Informations détaillées
Obligations d’Israël envers Gaza en vertu du droit international
Les autorités israéliennes revendiquent « de larges pouvoirs et une grande discrétion pour décider qui peut entrer sur son territoire » et affirment qu’« un étranger n’a aucun droit légal d’entrer sur le territoire souverain de l’État, y compris à des fins de transit vers la [Cisjordanie] ou à destination de l’étranger ». Si le droit international des droits humains accorde une grande latitude aux gouvernements eu égard aux conditions d’entrée des étrangers, Israël a des obligations accrues envers les habitants de Gaza. En raison des contrôles permanents que le pays exerce sur la vie et le bien-être des habitants de Gaza, Israël reste une puissance occupante au sens du droit humanitaire international, malgré le retrait de ses forces militaires et de ses colonies du territoire en 2005. Tant les Nations Unies que le Comité international de la Croix-Rouge, gardiens du droit humanitaire international, sont parvenus à cette conclusion. En tant que puissance occupante, Israël reste tenu de fournir aux habitants de Gaza les droits et protections prévus par le droit de l’occupation. Les autorités israéliennes continuent de contrôler les eaux territoriales et l’espace aérien de Gaza, ainsi que la circulation des personnes et des biens, sauf à la frontière de Gaza avec l’Égypte. Israël contrôle également le registre de la population palestinienne et les infrastructures dont dépend la bande de Gaza.

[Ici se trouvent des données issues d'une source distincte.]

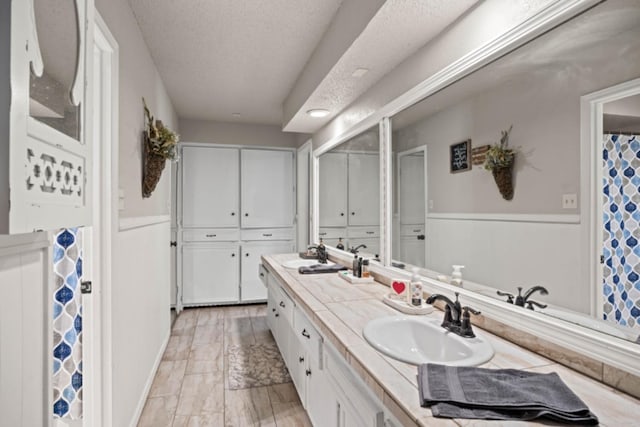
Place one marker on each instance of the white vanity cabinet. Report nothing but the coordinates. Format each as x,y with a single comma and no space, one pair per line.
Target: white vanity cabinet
332,394
210,182
45,118
268,192
251,288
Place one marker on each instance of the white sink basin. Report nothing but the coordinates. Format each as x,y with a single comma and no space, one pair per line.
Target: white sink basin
294,264
418,340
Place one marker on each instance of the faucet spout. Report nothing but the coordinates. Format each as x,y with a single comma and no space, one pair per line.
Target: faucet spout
453,307
534,289
354,250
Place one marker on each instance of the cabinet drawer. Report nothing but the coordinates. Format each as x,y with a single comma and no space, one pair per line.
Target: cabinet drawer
210,235
373,231
333,233
284,303
412,230
308,335
267,234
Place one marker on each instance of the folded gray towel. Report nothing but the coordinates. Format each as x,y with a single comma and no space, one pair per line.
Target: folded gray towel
321,268
499,394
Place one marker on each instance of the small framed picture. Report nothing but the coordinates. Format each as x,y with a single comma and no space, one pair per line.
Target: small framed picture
461,156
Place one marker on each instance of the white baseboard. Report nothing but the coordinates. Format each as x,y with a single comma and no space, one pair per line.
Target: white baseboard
147,386
142,221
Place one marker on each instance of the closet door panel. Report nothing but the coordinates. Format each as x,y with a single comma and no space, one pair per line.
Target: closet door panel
333,190
267,188
210,187
210,274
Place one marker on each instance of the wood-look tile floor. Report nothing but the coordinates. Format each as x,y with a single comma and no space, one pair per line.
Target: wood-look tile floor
191,385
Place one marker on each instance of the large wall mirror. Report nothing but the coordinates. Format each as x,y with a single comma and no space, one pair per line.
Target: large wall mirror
445,216
53,94
349,194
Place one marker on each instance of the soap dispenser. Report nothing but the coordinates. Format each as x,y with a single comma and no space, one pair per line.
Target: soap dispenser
416,288
456,276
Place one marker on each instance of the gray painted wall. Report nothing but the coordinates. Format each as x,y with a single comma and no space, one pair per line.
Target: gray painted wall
138,78
236,134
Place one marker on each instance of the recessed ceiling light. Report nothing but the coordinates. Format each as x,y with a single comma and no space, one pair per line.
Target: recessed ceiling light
359,72
318,112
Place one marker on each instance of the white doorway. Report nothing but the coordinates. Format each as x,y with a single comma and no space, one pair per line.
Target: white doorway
98,238
302,193
595,197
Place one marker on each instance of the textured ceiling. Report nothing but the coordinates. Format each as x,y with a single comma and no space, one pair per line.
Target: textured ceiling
219,57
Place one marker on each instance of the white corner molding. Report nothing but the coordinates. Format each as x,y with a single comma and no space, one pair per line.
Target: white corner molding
497,217
126,224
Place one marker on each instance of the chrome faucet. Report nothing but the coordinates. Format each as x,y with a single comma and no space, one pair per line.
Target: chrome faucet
456,318
354,250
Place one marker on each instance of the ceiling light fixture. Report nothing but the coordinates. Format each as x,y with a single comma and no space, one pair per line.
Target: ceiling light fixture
359,72
318,112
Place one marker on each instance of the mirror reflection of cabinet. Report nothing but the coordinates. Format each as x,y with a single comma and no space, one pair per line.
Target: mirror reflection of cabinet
43,115
349,198
412,208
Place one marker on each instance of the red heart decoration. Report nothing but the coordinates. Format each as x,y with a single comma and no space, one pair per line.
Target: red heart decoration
399,287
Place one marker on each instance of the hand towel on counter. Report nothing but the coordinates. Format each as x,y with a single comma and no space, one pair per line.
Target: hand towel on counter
499,394
321,268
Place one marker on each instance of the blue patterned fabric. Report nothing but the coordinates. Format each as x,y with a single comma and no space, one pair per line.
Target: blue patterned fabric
621,220
67,324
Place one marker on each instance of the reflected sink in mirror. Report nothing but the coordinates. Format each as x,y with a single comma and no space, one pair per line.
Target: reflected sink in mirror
294,264
418,340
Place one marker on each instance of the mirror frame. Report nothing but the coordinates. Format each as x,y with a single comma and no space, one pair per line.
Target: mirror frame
609,350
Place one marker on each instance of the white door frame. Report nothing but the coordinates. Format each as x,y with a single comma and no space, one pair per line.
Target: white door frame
591,113
97,352
420,149
303,188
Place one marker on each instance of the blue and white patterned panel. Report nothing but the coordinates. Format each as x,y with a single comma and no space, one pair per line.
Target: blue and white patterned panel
67,324
621,239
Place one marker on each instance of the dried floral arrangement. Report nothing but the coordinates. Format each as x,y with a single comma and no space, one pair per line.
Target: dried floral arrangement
160,144
161,140
500,155
499,160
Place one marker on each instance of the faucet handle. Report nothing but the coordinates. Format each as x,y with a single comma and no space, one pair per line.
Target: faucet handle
465,326
506,294
531,303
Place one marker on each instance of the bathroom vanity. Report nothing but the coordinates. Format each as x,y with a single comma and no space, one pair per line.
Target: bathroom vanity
317,321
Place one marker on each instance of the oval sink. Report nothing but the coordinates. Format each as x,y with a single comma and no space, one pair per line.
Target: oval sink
294,264
419,340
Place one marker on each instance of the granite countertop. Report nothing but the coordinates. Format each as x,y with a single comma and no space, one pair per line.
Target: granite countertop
341,310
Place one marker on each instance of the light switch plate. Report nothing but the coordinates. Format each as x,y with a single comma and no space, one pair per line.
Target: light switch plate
570,201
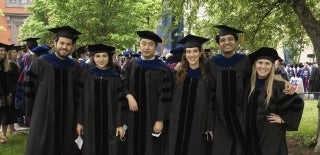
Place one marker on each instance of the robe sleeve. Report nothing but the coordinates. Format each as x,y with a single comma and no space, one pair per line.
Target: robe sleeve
79,97
166,94
31,81
291,110
121,108
210,109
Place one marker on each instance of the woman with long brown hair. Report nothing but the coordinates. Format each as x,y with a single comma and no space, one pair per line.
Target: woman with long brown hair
191,106
270,111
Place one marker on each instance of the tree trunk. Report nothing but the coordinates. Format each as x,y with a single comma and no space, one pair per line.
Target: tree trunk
317,147
312,27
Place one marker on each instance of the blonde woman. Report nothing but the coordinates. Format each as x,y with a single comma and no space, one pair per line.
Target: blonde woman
4,67
270,111
12,77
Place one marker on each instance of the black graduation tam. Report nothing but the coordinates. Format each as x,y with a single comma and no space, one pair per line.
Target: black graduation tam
136,55
82,49
19,48
39,50
190,41
31,42
66,32
11,47
149,35
264,53
5,46
177,50
127,53
100,48
226,30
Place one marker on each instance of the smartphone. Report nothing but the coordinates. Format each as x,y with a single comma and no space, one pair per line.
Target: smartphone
156,134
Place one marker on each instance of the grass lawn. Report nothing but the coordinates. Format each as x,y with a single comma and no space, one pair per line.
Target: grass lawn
307,129
15,146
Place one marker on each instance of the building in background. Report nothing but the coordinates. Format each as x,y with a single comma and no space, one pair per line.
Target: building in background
14,15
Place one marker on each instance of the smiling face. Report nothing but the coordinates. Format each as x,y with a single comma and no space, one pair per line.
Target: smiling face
227,44
193,55
64,47
263,67
147,48
2,53
101,60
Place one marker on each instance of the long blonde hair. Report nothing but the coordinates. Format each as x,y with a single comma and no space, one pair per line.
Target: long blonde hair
267,86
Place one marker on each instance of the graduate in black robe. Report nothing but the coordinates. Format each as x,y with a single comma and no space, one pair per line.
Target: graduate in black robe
3,91
191,109
101,112
270,112
231,71
52,93
149,84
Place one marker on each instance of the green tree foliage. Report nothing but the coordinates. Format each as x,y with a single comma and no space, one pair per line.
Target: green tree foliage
111,22
1,26
265,22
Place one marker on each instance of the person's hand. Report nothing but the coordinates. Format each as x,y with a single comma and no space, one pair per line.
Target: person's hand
121,133
274,118
9,98
158,126
79,129
178,65
133,105
289,89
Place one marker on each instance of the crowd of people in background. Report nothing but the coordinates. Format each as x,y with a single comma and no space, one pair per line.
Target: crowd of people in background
90,100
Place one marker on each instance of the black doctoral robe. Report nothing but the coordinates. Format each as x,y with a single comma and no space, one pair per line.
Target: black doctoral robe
267,138
232,77
150,82
191,114
52,93
101,112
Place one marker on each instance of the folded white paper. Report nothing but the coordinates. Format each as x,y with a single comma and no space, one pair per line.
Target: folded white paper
79,142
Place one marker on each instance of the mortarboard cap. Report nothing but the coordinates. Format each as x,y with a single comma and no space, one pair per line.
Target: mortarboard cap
226,30
39,50
5,46
136,55
82,49
127,53
264,53
19,48
66,32
177,50
11,47
192,41
31,42
149,35
100,48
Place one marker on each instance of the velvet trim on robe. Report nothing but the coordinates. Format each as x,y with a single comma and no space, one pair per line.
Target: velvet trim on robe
150,82
52,58
227,62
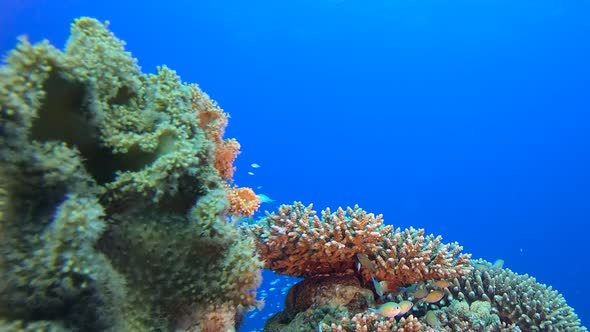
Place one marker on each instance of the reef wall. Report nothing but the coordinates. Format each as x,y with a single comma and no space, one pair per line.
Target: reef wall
115,187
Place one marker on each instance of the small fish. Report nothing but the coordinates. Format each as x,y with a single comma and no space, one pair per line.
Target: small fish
366,262
442,283
384,285
405,306
434,296
377,286
498,264
265,199
389,309
408,289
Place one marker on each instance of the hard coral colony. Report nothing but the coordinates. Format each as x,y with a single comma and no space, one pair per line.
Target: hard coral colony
115,201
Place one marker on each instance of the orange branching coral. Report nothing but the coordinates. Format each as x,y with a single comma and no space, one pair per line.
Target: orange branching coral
213,121
225,154
242,201
373,322
295,241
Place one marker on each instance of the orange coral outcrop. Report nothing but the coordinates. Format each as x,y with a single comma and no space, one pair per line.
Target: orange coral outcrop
242,201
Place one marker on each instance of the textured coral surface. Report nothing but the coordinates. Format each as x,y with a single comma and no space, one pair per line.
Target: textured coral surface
114,195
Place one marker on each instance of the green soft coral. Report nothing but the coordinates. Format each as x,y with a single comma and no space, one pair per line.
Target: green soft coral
112,213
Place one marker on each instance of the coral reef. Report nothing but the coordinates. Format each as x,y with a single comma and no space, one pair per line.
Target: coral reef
441,289
114,195
518,300
296,242
487,299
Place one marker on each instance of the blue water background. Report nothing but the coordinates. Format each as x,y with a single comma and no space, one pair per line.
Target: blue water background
467,118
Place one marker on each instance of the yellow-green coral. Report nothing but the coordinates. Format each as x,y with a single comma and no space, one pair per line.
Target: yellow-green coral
112,212
518,300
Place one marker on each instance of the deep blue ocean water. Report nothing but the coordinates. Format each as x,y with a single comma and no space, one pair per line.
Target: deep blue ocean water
468,118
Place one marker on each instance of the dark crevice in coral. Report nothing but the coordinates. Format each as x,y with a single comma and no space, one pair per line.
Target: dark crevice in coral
124,95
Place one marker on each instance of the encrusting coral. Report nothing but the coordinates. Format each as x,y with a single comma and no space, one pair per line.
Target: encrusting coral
116,199
114,195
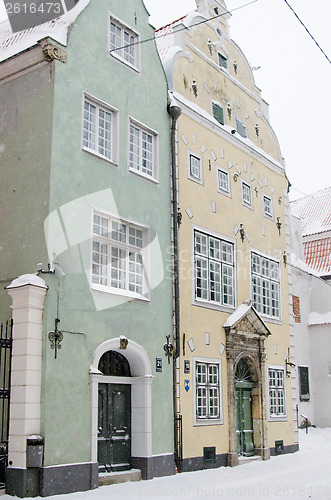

Israël a l’obligation de respecter les droits humains des Palestiniens vivant à Gaza, notamment leur droit à la liberté de circulation dans l’ensemble du territoire palestinien occupé et à l’étranger, qui concerne à la fois le droit de quitter un pays et le droit d’entrer dans son propre pays. Israël est également tenu de respecter les droits des Palestiniens pour lesquels la liberté de circulation est une condition préalable, par exemple les droits à l’éducation, au travail et à la santé. Le Comité des droits de l’homme des Nations Unies a déclaré que si les États peuvent restreindre la liberté de circulation pour des raisons de sécurité ou pour protéger la santé publique, l’ordre public et les droits d’autrui, ces restrictions doivent être proportionnées et « ne doivent pas porter atteinte à l’essence même du droit ; le rapport entre le droit et la restriction, entre la règle et l’exception, ne doit pas être inversé ».
Si le droit de l’occupation permet aux puissances occupantes d’imposer des restrictions aux civils pour des raisons de sécurité, il leur impose également de restaurer le fonctionnement de la sphère publique pour la population occupée. Cette obligation est renforcée dans le cas d’une occupation prolongée, au cours de laquelle l’occupant dispose de plus de temps et de possibilités pour élaborer des réponses plus étroitement adaptées aux menaces pour la sécurité, susceptibles de minimiser les restrictions imposées aux droits des personnes. En outre, les besoins de la population occupée augmentent avec le temps. La suspension de la quasi-totalité de la liberté de circulation pendant une courte période entraîne une interruption temporaire de la vie publique normale, mais la suspension durable et indéfinie de la liberté de circulation à Gaza a eu un impact beaucoup plus dévastateur, fragmentant les populations, effilochant les liens familiaux et sociaux, aggravant la discrimination à l’égard des femmes et empêchant les habitants de saisir des opportunités qui leur permettrait d’améliorer leur existence.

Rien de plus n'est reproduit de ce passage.